Health Officials Confirm Second Case Of Plague From Yosemite

21 Aug

A Georgia woman has tested positive for the bubonic plague following a visit to Yosemite National Park, the state’s health department said Thursday. 

The patient was released from the hospital Tuesday night and is doing “very well,” Georgia Department of Public Health spokeswoman Nancy Nydam told The Huffington Post. 

This is the second human plague diagnosis that has been linked to Yosemite this summer. 

 

The Georgia woman visited the national park and surrounding areas earlier this month, according to California health officials. In July, a child who visited nearby Stanislaus National Forest and camped at Yosemite’s Crane Flat Campground was diagnosed with plague.

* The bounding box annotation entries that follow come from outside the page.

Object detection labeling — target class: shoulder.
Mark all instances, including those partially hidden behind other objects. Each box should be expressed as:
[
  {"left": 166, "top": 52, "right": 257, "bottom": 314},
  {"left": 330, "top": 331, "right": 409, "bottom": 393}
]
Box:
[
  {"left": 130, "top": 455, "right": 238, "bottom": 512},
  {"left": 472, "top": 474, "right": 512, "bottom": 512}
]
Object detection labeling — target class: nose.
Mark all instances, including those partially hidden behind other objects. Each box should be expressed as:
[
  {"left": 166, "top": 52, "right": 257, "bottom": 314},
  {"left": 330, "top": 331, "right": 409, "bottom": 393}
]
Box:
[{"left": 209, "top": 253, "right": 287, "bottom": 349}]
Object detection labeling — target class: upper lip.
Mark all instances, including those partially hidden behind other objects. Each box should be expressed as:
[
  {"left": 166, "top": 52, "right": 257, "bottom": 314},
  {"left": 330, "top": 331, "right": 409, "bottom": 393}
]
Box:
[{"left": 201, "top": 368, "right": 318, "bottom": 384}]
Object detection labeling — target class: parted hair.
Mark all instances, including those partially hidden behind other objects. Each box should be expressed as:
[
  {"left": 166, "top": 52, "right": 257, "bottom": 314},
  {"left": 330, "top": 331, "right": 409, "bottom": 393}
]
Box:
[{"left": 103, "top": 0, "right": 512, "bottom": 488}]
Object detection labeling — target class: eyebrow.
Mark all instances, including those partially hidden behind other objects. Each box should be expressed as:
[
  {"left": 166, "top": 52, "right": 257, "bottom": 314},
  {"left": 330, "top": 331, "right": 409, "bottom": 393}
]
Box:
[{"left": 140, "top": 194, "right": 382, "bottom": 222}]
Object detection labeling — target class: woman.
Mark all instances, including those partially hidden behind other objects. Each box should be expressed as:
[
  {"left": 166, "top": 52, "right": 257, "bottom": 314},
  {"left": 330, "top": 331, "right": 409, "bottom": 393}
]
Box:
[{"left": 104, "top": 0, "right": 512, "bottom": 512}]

The Tuolumne Meadows Campground at Yosemite, a popular tourist site, was closed earlier this week so workers could treat the area with insecticide and is expected to reopen Friday.

Karen Smith, director of the California Department of Public Health, announced in a statement on Tuesday that her office had been notified of the Georgia woman’s case and that there was “probable cause” to believe she had contracted the plague. 

The bacteria that causes bubonic plague is most commonly transmitted by fleas and transferred to humans via flea bites or through contact with contaminated tissue or fluids, usually from a sick or dead animal, according to the Centers for Disease Control and Prevention. It is also possible, but less common, for an infected person to spread the disease by coughing. 

Smith advised park visitors to take certain precautions to minimize their exposure to fleas or animals that could be infected, but indicated the second reported case was no cause for alarm.

“The fact that there’s been a second case of plague does not mean that there’s substantially more plague circulating in the rodent population,” Smith said. “It’s a reflection of the large number of people through the area in the summer.” 

People experiencing early symptoms — which Smith said can include high fever, chills, nausea, weakness, swelling of the lymph nodes in the neck, armpit or groin — should seek medical attention promptly.

“The key is to get diagnosed and get on the treatment quickly, and that’s what happened in this case,” Nydam said.  

She said notifying medical professionals of your recent travel history is important, since it could help them identify what diseases you may have been exposed to. The Georgia woman’s family told her doctor she had visited Yosemite and brought to the hospital a newspaper article mentioning a link between the disease and the park.

 

Although 25 million people died from “the Black Death” over a five-year span during the 14th century, health officials say the plague is easily treatable with modern antibiotics. 

Domestically, plague typically occurs in the western United States, according to the CDC. Two people in the U.S. have died of plague since 2013, most recently in Colorado earlier this year. The nation’s last urban outbreak of rat-associated plague occurred in Los Angeles between 1924 and 1925.